Moss may have had an attitude problem. Could be misunderstood, unfairly labeled, the latest victim of a former dynasty obsessively intent on minimizing the player and elevating their system.  Whatever the case, the numbers are not mysterious.  There’s an injury related aberration in ’04, the meaningless output in ’06. Otherwise, the yardage and reception totals explode like fireworks against a dark, blank slate sky. Seventeen touchdowns here, twenty-three there… this is a special performer.

Forget everything previously thought about the Minnesota Vikings. Moss changes the game. As for Peterson and his fumbling troubles, well, it’s a bad memory at this point, for all involved with the team. A particularly painful botched exchange with Favre in the NFC Championship may now be identified as the nadir. Person has yet to fumble this season.  He has accumulated 392 yards and a 5.6 yard average. And if Favre is not reinvigorated by a pairing with Moss, then he is truly finished.

 The Jets realize that this game’s degree of difficult has been significantly ratcheted. The quotes give it away. A football lifer like Rex Ryan doesn’t attempt underselling Moss. But New York is certainly capable of winning this duel. Mark Sanchez’s exceptional play gives them a chance to taste victory in any given week. The second-year quarterback is forging a connection with Dustin Keller, and will get his first opportunity to integrate route-running extraordinaire Santonio Holmes within a flourishing passing attack. Holmes, who caught the game winning catch against the Arizona Cardinals’ in Super Bowl 43, will no doubt be attempting to steal the spotlight from Moss, and is certainly capable. Darrelle Revis also gets an early rematch with his chief rival, after losing the last round by technical knockout.

 The Jets’ offensive line, still blowing open holes but besieged by penalties, will be tested by Jared Allen and company.

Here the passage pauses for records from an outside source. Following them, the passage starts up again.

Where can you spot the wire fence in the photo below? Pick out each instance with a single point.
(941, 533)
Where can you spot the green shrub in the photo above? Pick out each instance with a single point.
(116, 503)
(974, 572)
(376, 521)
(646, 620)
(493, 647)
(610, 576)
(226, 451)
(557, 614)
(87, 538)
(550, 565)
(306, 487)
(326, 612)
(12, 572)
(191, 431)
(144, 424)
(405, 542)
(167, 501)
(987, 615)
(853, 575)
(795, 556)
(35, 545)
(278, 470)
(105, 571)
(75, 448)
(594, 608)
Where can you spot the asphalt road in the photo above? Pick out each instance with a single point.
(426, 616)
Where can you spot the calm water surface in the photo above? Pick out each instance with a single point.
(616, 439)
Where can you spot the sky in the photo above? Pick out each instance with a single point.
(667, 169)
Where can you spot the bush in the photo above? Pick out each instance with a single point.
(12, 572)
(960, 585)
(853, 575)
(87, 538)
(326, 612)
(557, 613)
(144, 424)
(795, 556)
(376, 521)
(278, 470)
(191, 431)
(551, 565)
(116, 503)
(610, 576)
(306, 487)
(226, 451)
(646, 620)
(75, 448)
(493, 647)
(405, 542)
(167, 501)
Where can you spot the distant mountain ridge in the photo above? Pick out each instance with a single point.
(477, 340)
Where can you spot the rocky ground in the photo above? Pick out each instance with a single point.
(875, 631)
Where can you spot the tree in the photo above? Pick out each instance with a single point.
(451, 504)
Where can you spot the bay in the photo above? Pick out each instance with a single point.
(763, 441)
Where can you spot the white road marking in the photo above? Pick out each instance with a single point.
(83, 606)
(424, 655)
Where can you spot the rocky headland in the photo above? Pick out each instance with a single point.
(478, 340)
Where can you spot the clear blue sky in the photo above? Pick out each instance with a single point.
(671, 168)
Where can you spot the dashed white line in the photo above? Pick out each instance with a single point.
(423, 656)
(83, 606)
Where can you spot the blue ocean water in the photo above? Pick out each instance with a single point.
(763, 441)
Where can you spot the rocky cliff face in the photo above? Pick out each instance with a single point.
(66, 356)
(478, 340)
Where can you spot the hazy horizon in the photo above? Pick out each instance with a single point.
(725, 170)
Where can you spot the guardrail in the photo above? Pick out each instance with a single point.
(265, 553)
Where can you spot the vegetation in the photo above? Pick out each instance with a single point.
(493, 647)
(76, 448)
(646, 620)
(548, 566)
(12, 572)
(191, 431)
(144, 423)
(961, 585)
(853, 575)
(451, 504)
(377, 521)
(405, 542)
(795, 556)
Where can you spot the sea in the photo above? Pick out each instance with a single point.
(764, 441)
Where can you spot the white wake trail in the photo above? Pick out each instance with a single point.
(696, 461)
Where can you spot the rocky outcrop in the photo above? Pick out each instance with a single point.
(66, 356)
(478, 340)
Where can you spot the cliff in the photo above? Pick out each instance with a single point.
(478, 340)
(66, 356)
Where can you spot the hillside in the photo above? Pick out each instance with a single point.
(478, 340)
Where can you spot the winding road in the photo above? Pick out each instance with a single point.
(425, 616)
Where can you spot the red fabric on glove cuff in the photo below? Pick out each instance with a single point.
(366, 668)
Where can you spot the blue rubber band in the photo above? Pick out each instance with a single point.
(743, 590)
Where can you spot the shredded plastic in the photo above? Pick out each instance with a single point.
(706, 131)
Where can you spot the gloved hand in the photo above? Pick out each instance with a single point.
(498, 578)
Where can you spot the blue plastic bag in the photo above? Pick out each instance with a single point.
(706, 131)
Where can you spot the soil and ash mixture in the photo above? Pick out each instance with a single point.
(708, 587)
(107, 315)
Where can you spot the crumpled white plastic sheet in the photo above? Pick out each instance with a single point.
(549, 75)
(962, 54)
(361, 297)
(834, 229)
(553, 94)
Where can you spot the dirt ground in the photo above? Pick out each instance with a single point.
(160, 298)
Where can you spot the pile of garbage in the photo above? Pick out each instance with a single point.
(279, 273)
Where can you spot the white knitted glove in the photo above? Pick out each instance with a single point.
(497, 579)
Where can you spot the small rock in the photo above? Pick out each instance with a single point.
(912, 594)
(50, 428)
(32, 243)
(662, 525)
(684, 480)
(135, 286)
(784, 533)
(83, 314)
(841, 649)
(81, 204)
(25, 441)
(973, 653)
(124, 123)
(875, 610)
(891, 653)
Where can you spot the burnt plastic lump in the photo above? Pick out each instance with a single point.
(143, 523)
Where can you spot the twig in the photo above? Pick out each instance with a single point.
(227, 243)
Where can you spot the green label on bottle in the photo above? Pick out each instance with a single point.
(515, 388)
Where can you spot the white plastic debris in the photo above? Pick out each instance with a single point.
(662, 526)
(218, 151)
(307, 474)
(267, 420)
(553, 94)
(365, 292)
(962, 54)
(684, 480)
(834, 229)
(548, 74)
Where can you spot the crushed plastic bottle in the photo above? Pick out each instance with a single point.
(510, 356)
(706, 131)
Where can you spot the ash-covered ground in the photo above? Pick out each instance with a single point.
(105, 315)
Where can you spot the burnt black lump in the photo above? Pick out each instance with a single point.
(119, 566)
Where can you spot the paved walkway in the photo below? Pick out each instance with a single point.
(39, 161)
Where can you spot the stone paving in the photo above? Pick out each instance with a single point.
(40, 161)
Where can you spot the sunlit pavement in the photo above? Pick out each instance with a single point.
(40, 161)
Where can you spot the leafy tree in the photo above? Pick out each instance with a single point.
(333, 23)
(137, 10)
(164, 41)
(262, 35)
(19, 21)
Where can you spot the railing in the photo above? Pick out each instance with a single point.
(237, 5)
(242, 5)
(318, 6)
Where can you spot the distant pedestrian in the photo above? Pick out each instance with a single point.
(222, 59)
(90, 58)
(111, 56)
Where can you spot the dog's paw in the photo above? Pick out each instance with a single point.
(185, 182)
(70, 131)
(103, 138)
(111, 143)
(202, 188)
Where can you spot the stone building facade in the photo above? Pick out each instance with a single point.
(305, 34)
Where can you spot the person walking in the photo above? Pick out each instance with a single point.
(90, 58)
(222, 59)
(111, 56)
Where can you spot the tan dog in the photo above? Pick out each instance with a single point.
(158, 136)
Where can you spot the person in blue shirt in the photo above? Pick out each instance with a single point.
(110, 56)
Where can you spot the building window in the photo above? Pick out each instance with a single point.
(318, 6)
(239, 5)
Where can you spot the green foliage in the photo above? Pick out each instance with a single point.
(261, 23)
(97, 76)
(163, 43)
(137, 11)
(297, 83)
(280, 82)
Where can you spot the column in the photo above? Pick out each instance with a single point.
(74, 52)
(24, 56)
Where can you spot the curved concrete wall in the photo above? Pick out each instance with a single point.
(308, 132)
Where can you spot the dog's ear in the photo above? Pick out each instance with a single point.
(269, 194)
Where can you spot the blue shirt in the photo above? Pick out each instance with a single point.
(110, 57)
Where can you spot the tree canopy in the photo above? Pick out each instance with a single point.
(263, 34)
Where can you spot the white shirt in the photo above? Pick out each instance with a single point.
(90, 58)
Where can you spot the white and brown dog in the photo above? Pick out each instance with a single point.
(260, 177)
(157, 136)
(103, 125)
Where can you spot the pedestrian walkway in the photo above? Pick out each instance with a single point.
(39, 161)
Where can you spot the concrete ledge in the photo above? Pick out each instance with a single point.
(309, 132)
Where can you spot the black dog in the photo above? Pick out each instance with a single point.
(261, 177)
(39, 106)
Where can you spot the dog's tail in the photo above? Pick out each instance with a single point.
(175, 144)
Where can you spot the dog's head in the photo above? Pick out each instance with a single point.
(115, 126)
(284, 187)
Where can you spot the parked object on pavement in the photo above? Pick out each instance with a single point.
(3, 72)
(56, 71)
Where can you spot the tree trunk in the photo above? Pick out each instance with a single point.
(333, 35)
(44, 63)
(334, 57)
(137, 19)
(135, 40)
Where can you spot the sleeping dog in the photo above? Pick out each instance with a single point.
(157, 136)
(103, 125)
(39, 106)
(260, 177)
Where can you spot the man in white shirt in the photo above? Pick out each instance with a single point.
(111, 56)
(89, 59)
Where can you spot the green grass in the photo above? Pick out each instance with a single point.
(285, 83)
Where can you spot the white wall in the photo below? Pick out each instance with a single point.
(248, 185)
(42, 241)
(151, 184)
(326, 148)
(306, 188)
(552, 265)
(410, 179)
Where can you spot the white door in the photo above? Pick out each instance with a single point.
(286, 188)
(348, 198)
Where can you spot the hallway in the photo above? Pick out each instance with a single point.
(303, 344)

 What cannot be underestimated when attempting to predict this contest is the Vikings’ expected level of desperation, and how the ensuing intensity could shape their evening… here is a team with high aspirations that has been taken on several emotional trips, between Favre’s retirement antics and a more recent, alleged, potentially embarrassing controversy. Not to mention starting 0-2 and being forced to answer very logical questions about team chemistry. Brad Childress could be a damn good coach, but to this outsider, he doesn’t convey total cool when confronted by these issues, his calmness a little canned. Childress would probably benefit by loosening up, but that could be said about many coaches in this league.

Despite all that, this trade offers the Vikings’ a perfect opportunity, considering their already turbulent 2010. Here is a chance to start over, split the screen, create a before and after snapshot. Will they?  


Wow, did this one get a whole lot harder for the Jets. Before the Moss trade, it had all the earmarks of an easy win.

Yes, it’s possible that the Vikings could present problems to New York defensively, and Adrian Peterson is a force capable of taking over any game he is involved in. But the Jets still would have been an easy pick, considering how well they have been playing, how convincingly they stuffed the Bills’ underrated set of running-backs, in addition to having a rabid home crowd behind them. Favre would be pressured relentlessly, forced into a few predictable mistakes, and… scene.

Sanchez and Woody
Sanchez will need the offensive line to step up and protect him against a tough Vikings front seven.

Moss throws everyone a curveball.

For instance, now the Vikings could go to a max protect scheme and still make a big play. Now Shiancoe may be less accounted for. So long Favre isn’t gun-slinging interceptions all over the joint; the Vikings will be right in this game.

Meanwhile, the Jets, at least offensively, may be in for the slightest of letdowns, which could ruin their night. How long will Mark Sanchez remain interception free? Will Tomlinson really maintain this pace? Holmes is a fantastic addition, and makes this one all the more tougher to call. That pro is liable to corral eight catches his first game back. He’s that good. Not to mention the rest of the returning Jets, including pass rushing specialist Calvin Pace.

Because the Vikings are desperate, and Peterson is arriving into the New Meadowlands fresh off a bye, I’ll go Minnesota, halting a Jets comeback in the fourth quarter.